WIG technology involves lower complexity than aircraft along with stall-proof flight characteristics. Even very large versions of WIG vehicles built to 2,000 tons lift-off weight and capable of traveling above ocean at commercial airline speed, would be less complex to operate than the airliner. WIG vehicle pilot training and certification would therefore less costly, less time consuming and less comprehensive than commercial airline pilot training and certification. Pilot training would include operation of a reel-in reel-out mini-glider carrying a camera at up to 300m elevation to help guide pilots following departure from port and upon approach to port.

Potential American Routes

Large WIG vehicles capable of jet speed could operate a variety of routes internationally.

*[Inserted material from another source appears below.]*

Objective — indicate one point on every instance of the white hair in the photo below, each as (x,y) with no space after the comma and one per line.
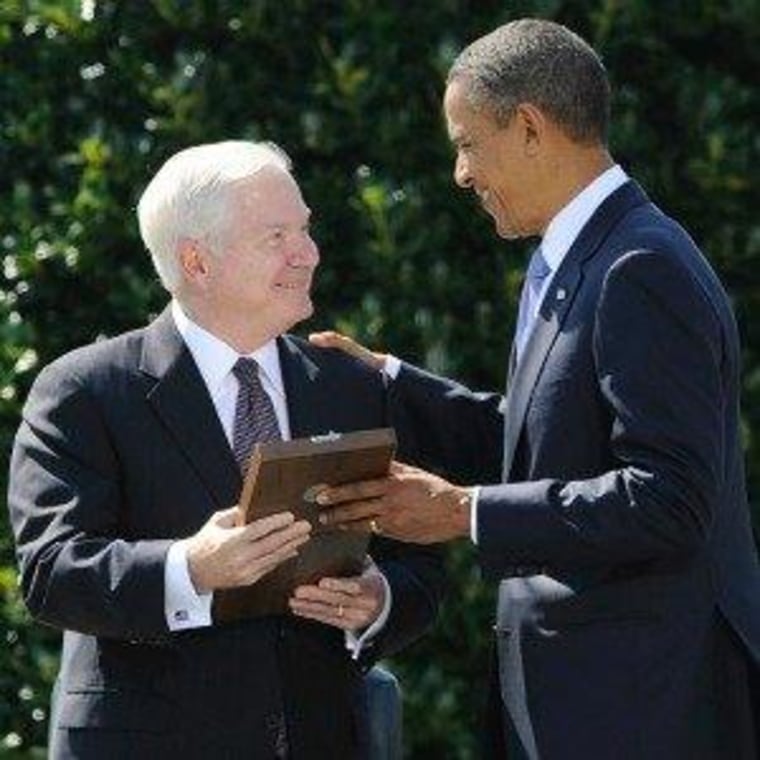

In the U.S., the cancellation of the California high-speed rail program makes Los Angeles – San Francisco a possible future WIG route, with an option for a San Francisco – Hawaii service. In the Gulf of Mexico region, fast WIG vehicles could operate between Tampa Bay and Galveston Bay carrying passengers between Tampa – St Petersburg and Houston. On the American east coast, fast WIG vehicles could operate Boston – Norfolk, Boston – Miami, Norfolk – Miami, New York City – Norfolk and New York City – Miami. 

Trans-Atlantic Service

The premium trans-Atlantic route would connect Boston to Bristol, U.K., or Cardiff, Wales, where railway connections for passenger and freight transportation into Europe via the Channel Tunnel would be available. Maritime traffic density would be much lower between the Bristol Channel and Boston than on a voyage via the English Channel and Thames River to London. On 12-hour duration overnight westbound journeys, a late evening departure from Bristol or Cardiff would translate to a breakfast hour arrival at Boston. A 2,000-ton concept mixed-service vehicle could carry containers on the lower level(s) with an upper section devoted to passengers.

Conclusions

The looming future shortage of airline pilots is further aggravated by increasing operational complexity of commercial aircraft. A wide-body WIG plane built with MIT designed upper fuselage partial lift capability would safely be able to travel above ocean surface and over most ocean waves at commuter plane speeds and burn about half the fuel of the commuter plane. The combination of a future pilot shortage, higher payload capacity, higher fuel efficiency, less vehicle complexity and easier pilot training could encourage development and market acceptance of large-scale WIG commercial service transport planes.

The opinions expressed herein are the author's and not necessarily those of The Maritime Executive.